Artifizieller Sphinkter:
Therapie bei Sphinkterinsuffizienz. Der artifizielle Sphinkter ist keine Option bei unkontrollierter Detrusorüberaktivität, fehlender manueller Geschicklichkeit oder fehlender kognitiver Fähigkeit zur Bedienung. Siehe auch Abschnitt operative Therapie der Harninkontinenz.
Therapie – Verbesserung der Harnblasenentleerung
Manuelle Kompression (Crede-Handgriff) oder Valsalva-Manöver:
Da i. d. R. zu hohe Drücke in der Harnblase entstehen (über 50 cm H2O), ist der obere Harntrakt durch diese Form der Harnblasenentleerung gefährdet.

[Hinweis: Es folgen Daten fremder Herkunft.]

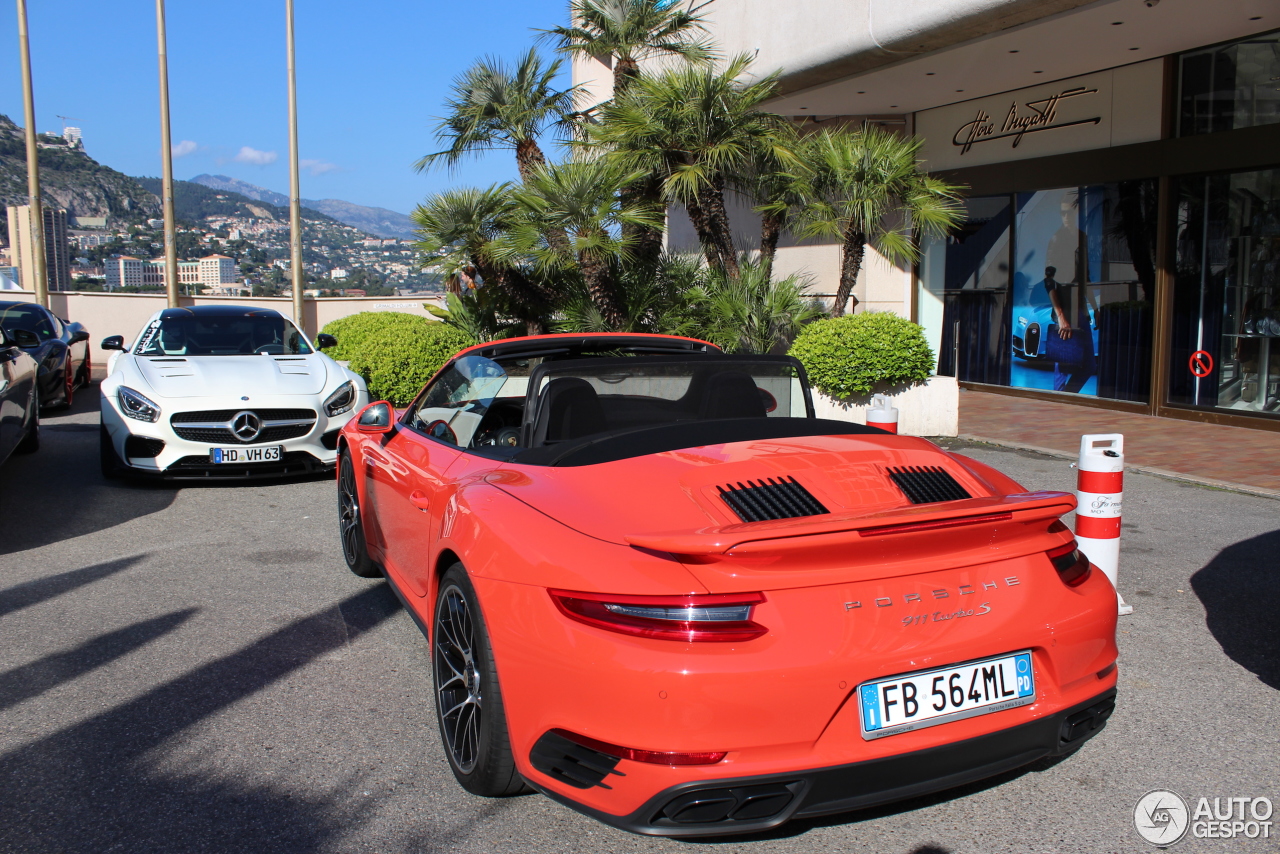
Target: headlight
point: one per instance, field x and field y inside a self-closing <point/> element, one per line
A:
<point x="342" y="400"/>
<point x="137" y="406"/>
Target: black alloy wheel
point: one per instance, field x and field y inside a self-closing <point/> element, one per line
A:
<point x="31" y="442"/>
<point x="467" y="697"/>
<point x="350" y="525"/>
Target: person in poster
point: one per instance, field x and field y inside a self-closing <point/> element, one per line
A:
<point x="1054" y="341"/>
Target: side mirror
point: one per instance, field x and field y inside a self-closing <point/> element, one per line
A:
<point x="24" y="338"/>
<point x="375" y="418"/>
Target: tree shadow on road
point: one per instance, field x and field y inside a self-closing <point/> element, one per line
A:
<point x="95" y="786"/>
<point x="28" y="593"/>
<point x="59" y="492"/>
<point x="1240" y="593"/>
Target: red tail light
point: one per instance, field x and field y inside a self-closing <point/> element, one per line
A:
<point x="652" y="757"/>
<point x="1072" y="566"/>
<point x="696" y="617"/>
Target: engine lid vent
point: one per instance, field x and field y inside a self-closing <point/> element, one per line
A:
<point x="927" y="484"/>
<point x="769" y="498"/>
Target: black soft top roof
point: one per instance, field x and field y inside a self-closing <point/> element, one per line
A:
<point x="219" y="311"/>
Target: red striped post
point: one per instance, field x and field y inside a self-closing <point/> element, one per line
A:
<point x="1100" y="494"/>
<point x="882" y="414"/>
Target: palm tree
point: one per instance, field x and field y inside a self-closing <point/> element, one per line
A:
<point x="501" y="106"/>
<point x="867" y="187"/>
<point x="695" y="128"/>
<point x="750" y="313"/>
<point x="466" y="231"/>
<point x="581" y="200"/>
<point x="631" y="31"/>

Manuelle Triggerung des Miktionsreflexes:
Wird meist durch Beklopfen der suprapubischen Harnblasenregion ausgelöst, ist aber häufig unzureichend.
Parasympathomimetika:
Durch die Stimulation von M-Rezeptoren an der Harnblase führt zu einer Zunahme der Detrusorkraft. Sie wurden (werden) zur Behandlung der postoperativen Harnverhaltung und bei neurogener Detrusorschwäche eingesetzt. Parasympathomimetika haben aufgrund begrenzter Wirksamkeit und möglicher kardiovaskulärer Nebenwirkungen geringe praktische Bedeutung.
Bethanechol:
10 mg 1–1–1 bis 50 mg 1–1–1–1 p.o., einschleichend nach Wirkung dosieren.
Distigmin:
Indirekt parasympathomimetisch durch Inhibition der Cholinesterase. 0,5 mg i. m. oder langsam i. v. Bei oraler Gabe 5 mg 1–0–0 alle 2 Tage bis 1–0–1 jeden Tag je nach Wirkung.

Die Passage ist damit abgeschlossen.